I love to roleplay. Granted, I don't really do it on Gaia much, as I've come to the conclusion that I don't like the rules for most roleplay guilds. It seems that Gaians have drawn this really loathsome line between the definitions of "literate" and "semi-literate." Then again, I don't have to like these rules - I can just leave, and that's something I do. Why? Because I have enough respect for those guilds to leave, if I don't want to follow their rules. I would hope for the same if the roles were reversed. It's nothing personal, and I won't remove you from my friends just because I left your guild (that's childish, anyway).
When it comes to creating a character that I intend to play, I like to leave their background blank for a bit. It gives me the opportunity to get a feel for that character, to set her mood, and to decide what caused her to turn out the way she did. I do the same thing with my stories. In fact, I never flesh out character profiles for the works of fiction that I write. I could, yes. But that opens up the door to potential problems. Examples? What if I don't like her personality? What if she's too nice, too mean, or too ordinary? What if I think I want her to be a sweet little angel, then find out a few posts later that the bad girl attitude suited her better? Should I take the time then, to create an entirely new character that I will have to maintain?
Better yet, what if I decide she has a sibling? What if another roleplayer wants to play her brother or sister, whom I never mentioned in her bio? Should I have to cut off the potential for more roleplay, to fit a group's norm? I don't think so, and it irks me that these are decisions I have to make in order to post in a forum on a free website, just to write with other Gaians.

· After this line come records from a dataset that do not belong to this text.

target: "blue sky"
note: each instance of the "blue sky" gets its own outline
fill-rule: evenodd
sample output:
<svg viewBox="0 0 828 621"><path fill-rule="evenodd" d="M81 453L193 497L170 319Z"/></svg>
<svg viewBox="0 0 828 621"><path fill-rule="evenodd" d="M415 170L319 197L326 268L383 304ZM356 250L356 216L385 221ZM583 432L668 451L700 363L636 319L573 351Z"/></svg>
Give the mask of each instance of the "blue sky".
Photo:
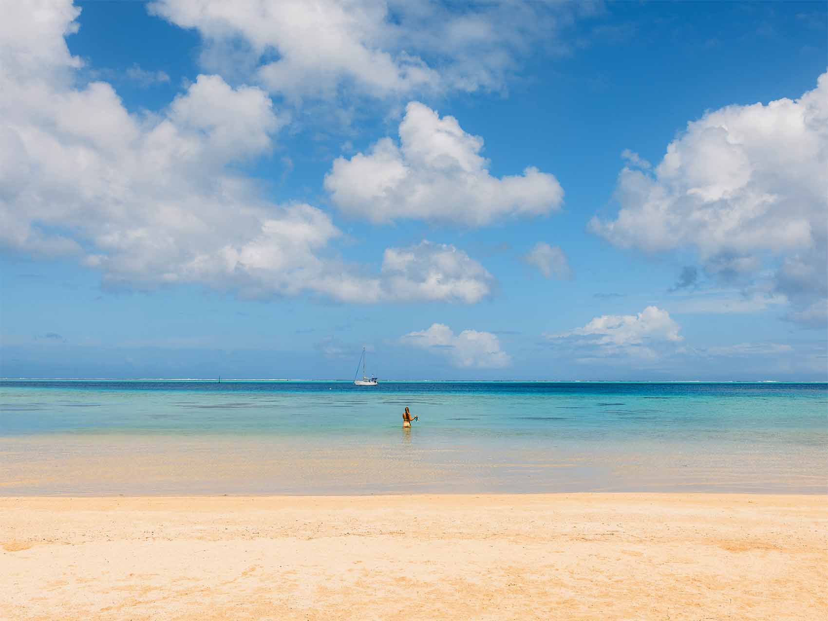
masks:
<svg viewBox="0 0 828 621"><path fill-rule="evenodd" d="M2 376L828 379L824 2L0 3Z"/></svg>

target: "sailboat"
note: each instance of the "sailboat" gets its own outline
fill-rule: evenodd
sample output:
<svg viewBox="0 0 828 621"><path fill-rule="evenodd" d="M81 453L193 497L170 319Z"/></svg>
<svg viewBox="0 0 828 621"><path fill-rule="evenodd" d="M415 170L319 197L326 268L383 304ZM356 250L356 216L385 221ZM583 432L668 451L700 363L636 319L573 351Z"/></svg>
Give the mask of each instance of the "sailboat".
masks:
<svg viewBox="0 0 828 621"><path fill-rule="evenodd" d="M376 386L378 382L374 375L370 377L365 373L365 348L363 347L363 355L359 356L359 362L363 365L363 379L357 380L357 375L359 375L359 365L357 365L357 372L354 374L354 383L358 386Z"/></svg>

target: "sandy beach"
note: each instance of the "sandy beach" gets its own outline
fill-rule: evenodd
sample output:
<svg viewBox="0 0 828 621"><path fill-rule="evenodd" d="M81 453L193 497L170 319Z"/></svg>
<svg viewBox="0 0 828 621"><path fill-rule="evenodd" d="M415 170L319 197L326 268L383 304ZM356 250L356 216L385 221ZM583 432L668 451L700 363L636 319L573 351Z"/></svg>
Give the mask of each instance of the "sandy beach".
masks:
<svg viewBox="0 0 828 621"><path fill-rule="evenodd" d="M0 618L828 618L828 497L2 498Z"/></svg>

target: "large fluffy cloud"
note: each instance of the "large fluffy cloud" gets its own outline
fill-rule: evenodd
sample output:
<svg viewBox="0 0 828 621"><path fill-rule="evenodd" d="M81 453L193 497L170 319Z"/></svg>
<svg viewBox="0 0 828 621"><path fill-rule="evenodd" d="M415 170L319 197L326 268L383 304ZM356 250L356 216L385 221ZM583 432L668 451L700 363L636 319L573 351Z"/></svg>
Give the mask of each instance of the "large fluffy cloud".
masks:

Of course, that uncertainty about the identity of my character is only one side of the issue. On the other hand, what if I spend hours and hours creating the perfect character, only to have their profile rejected? What if I start RPing the character and, because I'm not a god-moder, and play them realistically, I decide to let something happen to her, because it's only natural for it to? Do I just devote another five, six, or even more hours to creating another character that I may not like? Better yet, what about the element of surprise? If you have instant access to everything about my character oocly, then what's going to inspire you to keep interacting with her icly? Are you going to bullshit your characters desire to get to know mine, by forcing yourself to RP it out?
But what does that have to do with literacy, you ask? It has nothing to do with literacy. Proof?
lit-er-a-cy noun ˈli-t(ə-)rə-sē:
1) the ability to read and write
2) knowledge that relates to a specified subject
As much as you might like to think that literacy is defined by how much time goes into a character profile, it isn't. If you can read and write, you are literate. If you cannot, you're illiterate (and probably aren't reading this right now). Of course, it's expected that a literate roleplay guild would expect proper grammar and mechanics, where as a semi-literate guild would be more lax in that aspect.
This literacy bullshit also brings up another requirement that I've seen in literate RP guilds: word count minimums. Content and quality should always be placed above quantity. If the post can be responded to properly and engages whomever the player is roleplaying with, then that should be all that matters. Some writers are simply more eloquent, while others are more to the point. Why should we punish them for their style?
I guess I'll just never understand, so I came up with my own solution: start my own roleplaying guild. What do I plan to do with it, you ask? Throw these bullshit rules out the window!
That's the end of my rant. If you read it all the way through, kudos. This is just my pent up rage, and it is not directed at anyone.
TL;DR? I'm bitching about the rules in Gaian roleplay guilds. Don't worry, it isn't directed at anyone in particular. (I really, truly mean that.)